Sofrada bir bomba etkisi yapan bu konuşma üzerine Atatürk:
- “Memlekette Maarif Vekili yok mu?”
- . . . . .
- “Var ya. Esat Hoca mükemmeldir”, deyince Reşit Galip “Hayır” anlamında başını sallayarak,
- “Çok iyi ama çok da ihtiyar. Artık ondan geçmiştir. Bu memleketin Maarif Vekili o adam değildir. Bu memlekete daha dinç bir vekil gerekir”, dedi.
Bunun üzerine Atatürk’le, Reşit Galip arasında şu tartışma geçti:
- “Yahu nasıl olur? Bu adam beni okutmuştur. Kültürü yerinde, ilme vukufu vardır. Soframda Hocam hakkında böyle konuşmanı istemem. Beni okutan adam, nasıl Maarif Vekili olamazmış?” (…)
- “Lütfen sofrayı terk ediniz.”
O an biraz ferahladık.
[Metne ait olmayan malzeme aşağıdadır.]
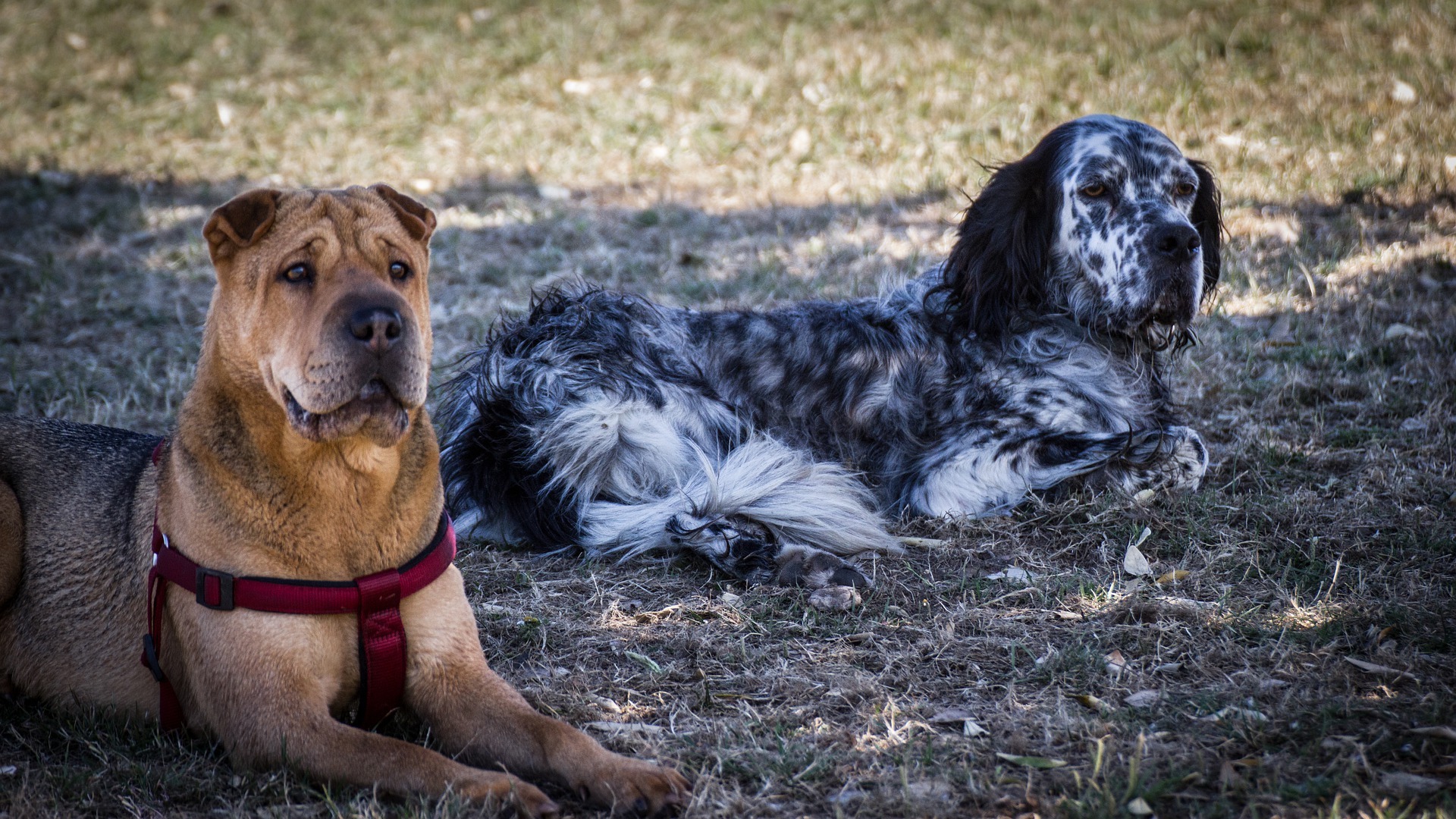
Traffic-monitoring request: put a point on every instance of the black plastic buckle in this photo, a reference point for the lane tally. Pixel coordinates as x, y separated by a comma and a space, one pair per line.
149, 654
224, 589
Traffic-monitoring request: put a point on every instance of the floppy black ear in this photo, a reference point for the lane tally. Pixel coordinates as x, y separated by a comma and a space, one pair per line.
1209, 223
998, 267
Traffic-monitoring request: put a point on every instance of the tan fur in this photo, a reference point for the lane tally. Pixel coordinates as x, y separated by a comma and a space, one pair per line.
248, 488
12, 539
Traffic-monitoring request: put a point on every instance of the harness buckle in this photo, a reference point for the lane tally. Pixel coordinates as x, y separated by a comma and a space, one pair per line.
224, 589
149, 657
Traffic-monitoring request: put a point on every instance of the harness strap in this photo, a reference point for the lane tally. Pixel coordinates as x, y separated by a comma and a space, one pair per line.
375, 596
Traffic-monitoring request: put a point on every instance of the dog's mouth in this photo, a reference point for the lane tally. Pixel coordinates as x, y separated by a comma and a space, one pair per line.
375, 407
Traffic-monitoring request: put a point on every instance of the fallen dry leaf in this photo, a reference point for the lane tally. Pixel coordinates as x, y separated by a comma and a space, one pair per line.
951, 716
925, 542
1011, 573
1386, 670
1439, 732
626, 727
1144, 698
1229, 713
1114, 662
1091, 703
1410, 784
1133, 560
1033, 761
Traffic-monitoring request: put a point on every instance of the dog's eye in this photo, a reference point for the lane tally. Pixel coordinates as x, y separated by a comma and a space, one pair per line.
297, 273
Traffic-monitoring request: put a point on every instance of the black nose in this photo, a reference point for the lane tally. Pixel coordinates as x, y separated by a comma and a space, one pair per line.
1177, 242
378, 327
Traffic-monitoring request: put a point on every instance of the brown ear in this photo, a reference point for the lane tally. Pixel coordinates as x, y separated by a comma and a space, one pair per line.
417, 219
240, 222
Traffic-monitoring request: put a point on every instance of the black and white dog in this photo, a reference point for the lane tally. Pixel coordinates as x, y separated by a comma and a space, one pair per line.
772, 442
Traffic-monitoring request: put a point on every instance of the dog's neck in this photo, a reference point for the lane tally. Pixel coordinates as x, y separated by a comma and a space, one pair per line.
312, 510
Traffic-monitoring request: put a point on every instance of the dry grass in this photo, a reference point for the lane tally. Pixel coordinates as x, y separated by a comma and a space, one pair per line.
653, 148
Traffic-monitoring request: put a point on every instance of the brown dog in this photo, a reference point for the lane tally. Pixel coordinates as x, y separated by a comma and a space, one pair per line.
303, 450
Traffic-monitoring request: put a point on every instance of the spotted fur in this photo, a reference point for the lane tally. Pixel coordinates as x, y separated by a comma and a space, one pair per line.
774, 444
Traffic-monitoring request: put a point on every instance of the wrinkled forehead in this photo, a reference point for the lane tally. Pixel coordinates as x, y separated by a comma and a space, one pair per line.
1125, 148
337, 223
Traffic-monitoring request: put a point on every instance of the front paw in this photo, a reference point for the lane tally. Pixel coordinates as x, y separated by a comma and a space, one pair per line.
622, 784
1172, 458
495, 792
816, 569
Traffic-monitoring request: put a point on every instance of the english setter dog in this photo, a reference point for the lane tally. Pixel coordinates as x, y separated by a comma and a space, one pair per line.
774, 442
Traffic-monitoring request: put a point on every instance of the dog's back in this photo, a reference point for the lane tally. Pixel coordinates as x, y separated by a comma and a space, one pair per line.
85, 519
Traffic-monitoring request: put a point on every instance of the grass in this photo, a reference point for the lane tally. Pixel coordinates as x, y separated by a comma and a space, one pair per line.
753, 153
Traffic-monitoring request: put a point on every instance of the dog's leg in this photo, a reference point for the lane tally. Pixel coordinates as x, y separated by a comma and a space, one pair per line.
12, 542
479, 717
264, 687
764, 513
993, 474
1172, 460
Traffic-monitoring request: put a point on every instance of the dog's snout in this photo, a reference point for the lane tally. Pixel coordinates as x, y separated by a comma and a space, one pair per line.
1177, 242
378, 327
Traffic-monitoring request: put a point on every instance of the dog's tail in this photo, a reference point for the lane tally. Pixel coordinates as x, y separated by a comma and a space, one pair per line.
761, 483
12, 542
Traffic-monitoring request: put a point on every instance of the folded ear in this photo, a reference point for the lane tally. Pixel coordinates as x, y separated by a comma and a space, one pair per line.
243, 221
998, 267
417, 219
1209, 223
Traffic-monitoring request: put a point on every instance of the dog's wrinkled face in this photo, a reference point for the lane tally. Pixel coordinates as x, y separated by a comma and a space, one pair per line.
322, 302
1126, 253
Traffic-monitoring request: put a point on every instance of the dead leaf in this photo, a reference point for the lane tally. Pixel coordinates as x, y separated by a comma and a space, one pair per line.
626, 727
1144, 698
1410, 784
925, 542
971, 727
1011, 573
1402, 331
951, 716
1439, 732
1133, 560
1386, 670
644, 661
835, 599
1031, 761
1231, 713
1114, 662
1228, 777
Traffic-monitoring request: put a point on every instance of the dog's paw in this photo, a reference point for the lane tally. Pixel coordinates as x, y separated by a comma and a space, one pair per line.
1169, 460
495, 792
737, 545
628, 786
816, 569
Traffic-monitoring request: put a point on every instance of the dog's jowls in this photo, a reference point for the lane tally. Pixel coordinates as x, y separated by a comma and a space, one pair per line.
303, 450
772, 442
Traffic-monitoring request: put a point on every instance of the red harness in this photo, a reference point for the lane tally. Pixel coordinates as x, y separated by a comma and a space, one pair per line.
375, 596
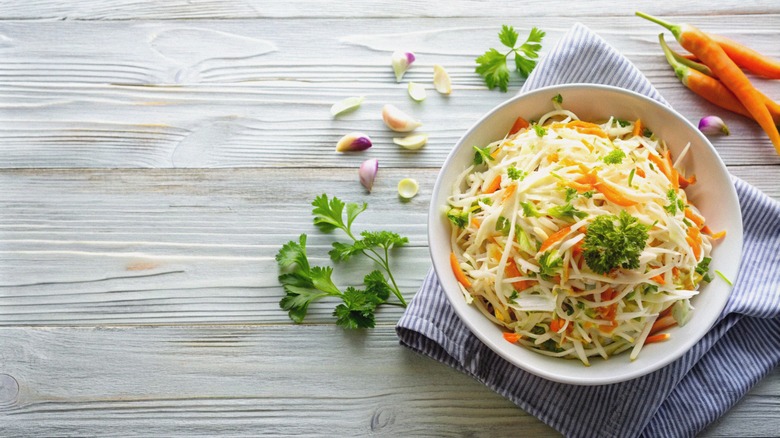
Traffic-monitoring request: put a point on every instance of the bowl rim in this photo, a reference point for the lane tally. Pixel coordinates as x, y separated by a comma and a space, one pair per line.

Reşit Galip kalkıp gider, olay da burada kapanır, ertesi gün unutulur diye umutlandık. Ne yazık ki, sevincimiz bir iki saniye sürdü. Reşit galip coşmuştu bir kez. Ne karşılık verdi dersiniz?
- “Burası sizin değil, milletin sofrasıdır. Burada oturmağa benim de sizin kadar hakkım vardır. Gerçi biz Saraydayız, ama hocanız Hace-i Sultanî değildir. Cumhuriyette tenkit serbesttir…” diye başlayınca Atatürk yavaşça yerinden kalktı. Kucağındaki peçeteyi masaya bıraktıktan sonra,
- “Öyleyse müsaade ederseniz ben terk edeyim”, dedi ve ayağa kalkıp, salondan çıkıp gitti.
(…)
Güzel bir sonbahar günü biz Ankara’ya gittik. Ertesi akşam Reşit Galip’i sofraya çağırılmış gördüm. Sanki aralarında hiçbir şey geçmemiş gibi hareket ediyorlardı.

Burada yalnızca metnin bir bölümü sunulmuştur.